Kenya’s pensions industry regulators have moved to calm confusion over new rules governing retirement benefits schemes in the East African nation.
In a joint statement on Monday, the Retirement Benefits Authority (RBA) and the Institute of Certified Public Accountants of Kenya (ICPAK) provided clarification on recent regulatory changes enacted through legal notices late last year.
The reforms have caused some uncertainty, prompting ICPAK to issue a technical advisory on valuing retirement schemes’ assets. This week’s statement aimed to “provide guidance” and encourage collaboration between the regulators.
According to the RBA and ICPAK, retirement benefits schemes should continue preparing financial statements according to international accounting standards. New rules on valuation of scheme funds issued by the RBA apply only to trustee reports, not full financial reporting, the statement outlined.
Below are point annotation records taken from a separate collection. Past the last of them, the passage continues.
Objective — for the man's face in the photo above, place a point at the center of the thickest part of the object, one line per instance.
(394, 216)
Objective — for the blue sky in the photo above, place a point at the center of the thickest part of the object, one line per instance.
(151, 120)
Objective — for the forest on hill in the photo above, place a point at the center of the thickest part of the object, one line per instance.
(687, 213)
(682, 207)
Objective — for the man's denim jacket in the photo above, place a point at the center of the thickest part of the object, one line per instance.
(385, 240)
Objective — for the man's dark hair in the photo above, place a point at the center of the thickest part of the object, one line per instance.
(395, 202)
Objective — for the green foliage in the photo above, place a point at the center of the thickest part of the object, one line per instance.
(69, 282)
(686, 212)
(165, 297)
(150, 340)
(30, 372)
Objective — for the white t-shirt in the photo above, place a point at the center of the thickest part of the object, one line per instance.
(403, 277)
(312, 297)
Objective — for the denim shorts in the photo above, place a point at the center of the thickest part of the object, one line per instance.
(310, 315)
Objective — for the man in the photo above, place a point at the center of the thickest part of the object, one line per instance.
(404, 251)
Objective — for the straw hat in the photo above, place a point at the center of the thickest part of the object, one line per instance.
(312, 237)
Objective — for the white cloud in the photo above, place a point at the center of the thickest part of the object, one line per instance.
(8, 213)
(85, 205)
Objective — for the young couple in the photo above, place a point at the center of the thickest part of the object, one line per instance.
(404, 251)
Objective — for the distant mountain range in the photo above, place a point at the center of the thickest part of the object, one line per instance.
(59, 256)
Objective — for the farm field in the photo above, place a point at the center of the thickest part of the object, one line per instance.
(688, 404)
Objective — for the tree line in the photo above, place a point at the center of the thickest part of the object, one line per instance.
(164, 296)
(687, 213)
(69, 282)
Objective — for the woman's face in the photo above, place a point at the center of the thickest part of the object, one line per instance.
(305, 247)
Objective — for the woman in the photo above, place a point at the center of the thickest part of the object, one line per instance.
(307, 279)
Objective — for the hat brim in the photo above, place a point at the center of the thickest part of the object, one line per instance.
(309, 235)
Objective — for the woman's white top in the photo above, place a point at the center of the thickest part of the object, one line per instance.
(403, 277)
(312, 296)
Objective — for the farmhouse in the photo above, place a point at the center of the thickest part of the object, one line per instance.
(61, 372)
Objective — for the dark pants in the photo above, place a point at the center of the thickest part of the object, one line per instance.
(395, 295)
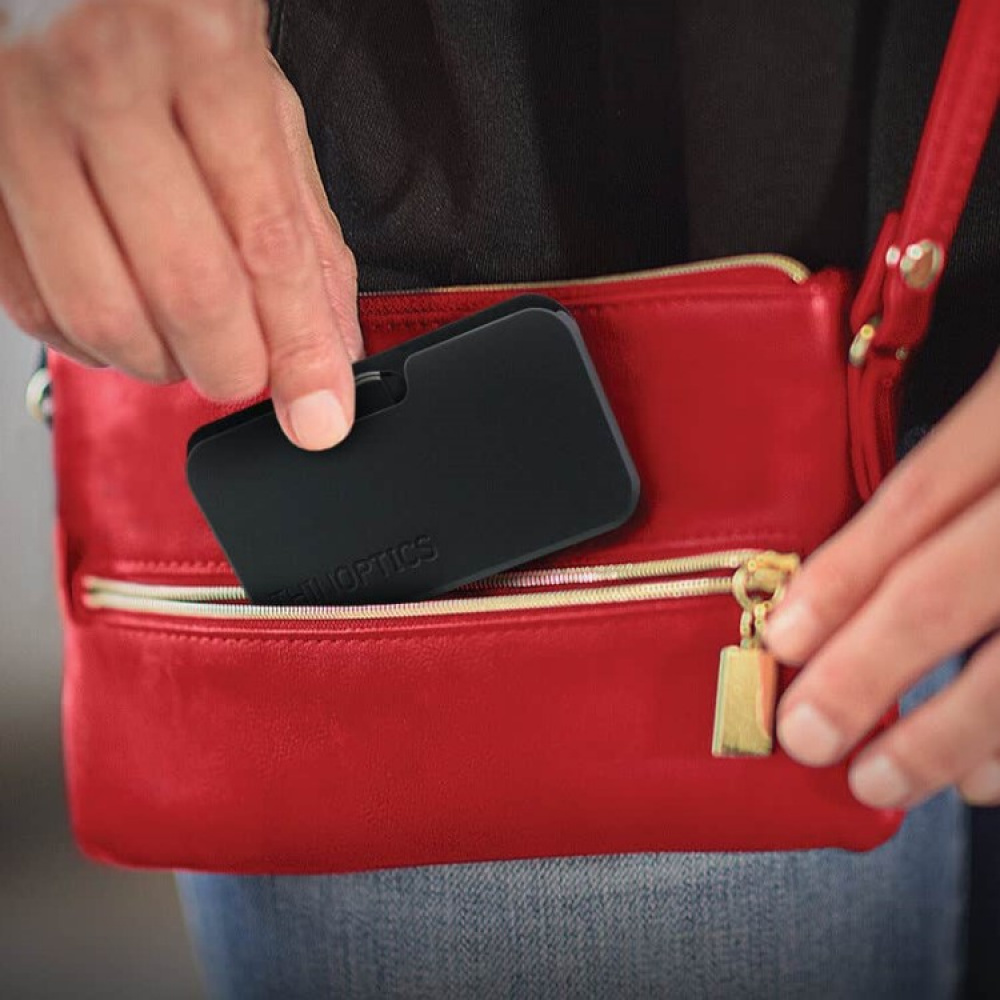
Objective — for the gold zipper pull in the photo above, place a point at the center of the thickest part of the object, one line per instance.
(748, 674)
“All preparers of financial statements and auditors are urged to proceed with the requirements and understanding as required in the existing International Financial Reporting Standards,” it said.
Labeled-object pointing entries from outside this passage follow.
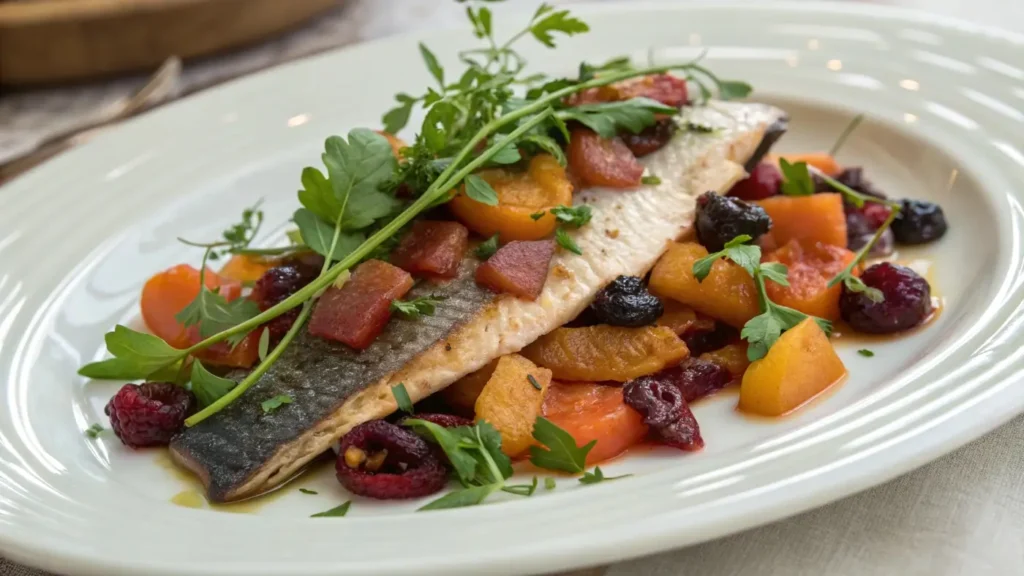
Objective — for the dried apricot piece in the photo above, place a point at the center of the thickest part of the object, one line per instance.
(521, 196)
(511, 401)
(606, 353)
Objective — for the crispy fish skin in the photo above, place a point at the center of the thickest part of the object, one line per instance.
(242, 452)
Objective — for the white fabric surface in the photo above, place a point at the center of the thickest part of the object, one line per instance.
(963, 515)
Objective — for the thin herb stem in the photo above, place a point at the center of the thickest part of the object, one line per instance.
(846, 134)
(862, 253)
(444, 182)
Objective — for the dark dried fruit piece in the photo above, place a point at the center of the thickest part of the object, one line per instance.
(720, 218)
(907, 300)
(660, 403)
(150, 414)
(919, 222)
(765, 180)
(860, 230)
(381, 460)
(444, 420)
(651, 138)
(626, 301)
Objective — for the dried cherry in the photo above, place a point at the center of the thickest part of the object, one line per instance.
(381, 460)
(626, 301)
(720, 218)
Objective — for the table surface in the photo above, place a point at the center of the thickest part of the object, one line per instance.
(963, 513)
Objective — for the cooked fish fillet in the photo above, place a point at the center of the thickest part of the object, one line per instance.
(242, 452)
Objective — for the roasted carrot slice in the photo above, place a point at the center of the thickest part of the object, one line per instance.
(170, 291)
(818, 217)
(810, 269)
(590, 412)
(524, 201)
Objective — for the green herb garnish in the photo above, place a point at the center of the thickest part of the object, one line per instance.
(336, 511)
(401, 398)
(576, 216)
(271, 404)
(487, 248)
(94, 430)
(424, 305)
(565, 241)
(763, 330)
The regulators also addressed amendments concerning the determination of net interest payable to pension scheme members. ICPAK had questioned whether unrealised losses on debt instruments should be excluded from returns credited to members.
Monday’s joint release affirmed that net returns declared to members should exclude such unrealised gains and losses. It added that trustee reports to members should include details on how net returns were calculated.
Finally, the RBA and ICPAK said they “have agreed to work collaboratively in the regulation of both the retirement benefits industry and the accountancy profession.” The two will develop “illustrative financial statements” to align with both accounting standards and Kenya’s new pension rules.